4. Algumas propostas Pastorais:

a) Antes de mais, este ano exige de todos uma autêntica atitude cívica, que para nós cristãos se entende também como vivência da caridade, na salvaguarda da saúde pessoal, da dos demais, e no bem da comunidade, cumprindo as normas de saúde decretadas pelas competentes autoridades públicas, na praia ou no campo;

b) Redescobrir o sentido da vida e seus fundamentos, numa leitura crente da realidade histórica, concretamente na compreensão da realidade presente, passando de uma recreação que dispersa a um descanso que recentre nos verdadeiros valores da vida; inclusive com recurso à leitura, à reflexão pessoal e à celebração sacramental, no quadro da oferta criativa das comunidades cristãs;

c) Promover uma maior criatividade e comunhão familiar, em contexto de descanso e de lazer, depois da exigência de uma relação vivida em confinamento, por vezes associado aos compromissos de trabalho e de estudo;

d) Promover o bem das diversas comunidades, com oferta turística num tecido geográfico mais alargado, criando oportunidades de desenvolvimento local para todos, sobretudo nos espaços de menor procura; sempre no respeito pela identidade e equilíbrio de cada local a visitar ou a fruir;

e) Acompanhar e cuidar dos que estão mais debilitados com a crise do setor do turismo (desempregados; empresas do setor em maior dificuldade; atividades indiretas mais atingidas); colaborar com instituições públicas e privadas nas respostas emergentes a estas necessidades;

f) Cooperar com todas as instituições públicas e privadas no alavancamento de algumas atividades turísticas, nomeadamente pela disponibilização criteriosa do património, para visita, revalorizando os ativos locais (forte desafio que continua a fazer-se à Igreja, para que disponibilize e apresente com critério evangelizador o seu património, que é património comum);

g) Potenciar uma nova perspetiva da atividade turística, fundamentada num «contacto mais personalizado», com recurso a «grupos mais restritos»[5], prática já em vigor no turismo rural, respeitando e valorizando o equilíbrio ecológico;

h) Fomentar uma nova perspetiva ecológica em toda a atividade turística, contribuindo para a definição de códigos de conduta a observar pelo setor; sabendo, desde logo, que esta é uma condição para a sua própria sobrevivência.

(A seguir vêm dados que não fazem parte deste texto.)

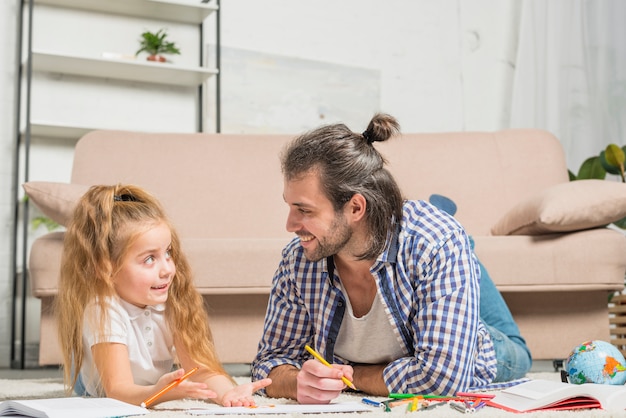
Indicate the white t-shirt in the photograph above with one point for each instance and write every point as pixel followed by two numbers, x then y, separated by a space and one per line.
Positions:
pixel 369 339
pixel 142 330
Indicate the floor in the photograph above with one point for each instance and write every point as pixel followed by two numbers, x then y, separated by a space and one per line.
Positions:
pixel 233 369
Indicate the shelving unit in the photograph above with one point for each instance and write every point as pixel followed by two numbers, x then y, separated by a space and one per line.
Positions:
pixel 35 60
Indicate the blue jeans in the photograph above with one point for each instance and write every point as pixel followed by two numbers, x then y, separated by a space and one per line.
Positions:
pixel 513 356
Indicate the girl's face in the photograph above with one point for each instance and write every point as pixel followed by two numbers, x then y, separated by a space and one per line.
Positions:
pixel 147 270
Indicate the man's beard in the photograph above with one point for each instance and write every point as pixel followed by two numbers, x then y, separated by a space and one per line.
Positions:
pixel 332 244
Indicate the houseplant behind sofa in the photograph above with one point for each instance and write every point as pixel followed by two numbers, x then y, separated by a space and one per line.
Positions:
pixel 224 194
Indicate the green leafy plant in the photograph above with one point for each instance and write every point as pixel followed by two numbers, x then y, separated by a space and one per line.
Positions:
pixel 48 223
pixel 156 44
pixel 610 161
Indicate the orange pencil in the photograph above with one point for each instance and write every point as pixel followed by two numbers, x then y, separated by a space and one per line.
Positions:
pixel 173 384
pixel 324 362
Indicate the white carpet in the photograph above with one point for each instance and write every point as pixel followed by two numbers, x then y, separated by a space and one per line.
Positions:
pixel 52 388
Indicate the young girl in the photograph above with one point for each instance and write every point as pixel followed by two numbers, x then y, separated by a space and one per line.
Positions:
pixel 128 310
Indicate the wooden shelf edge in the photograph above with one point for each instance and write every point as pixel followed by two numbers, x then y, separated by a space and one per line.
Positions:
pixel 120 69
pixel 185 12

Coimbra, 27 de Junho de 2020
Pe. Carlos Alberto da Graça Godinho

 

[1] Turismo de Portugal – Estratégia Turismo 2027. Liderar o Turismo do Futuro. Lisboa, Setembro de 2017, p. 46.
[2] Cf. Ibidem, p. 47.
[3] Cf. Ibidem, p. 47.
[4] Papa Francisco – Audiência Geral de 24 de Junho de 2020. In Agência Ecclesia – Vaticano: Papa deixa conselhos para férias em tempos de Covid-19, Lisboa, 24 de Junho de 2020 (Disponível em: http://www.agencia.ecclesia.pt).
[5] Conselho Pontifício para a Pastoral do Migrantes e Itinerantes – Orientações para a Pastoral do Turismo. Edição da Obra Nacional da Pastoral do Turismo. Libreria Editrice Vaticana, 2015, nº 8, p. 13.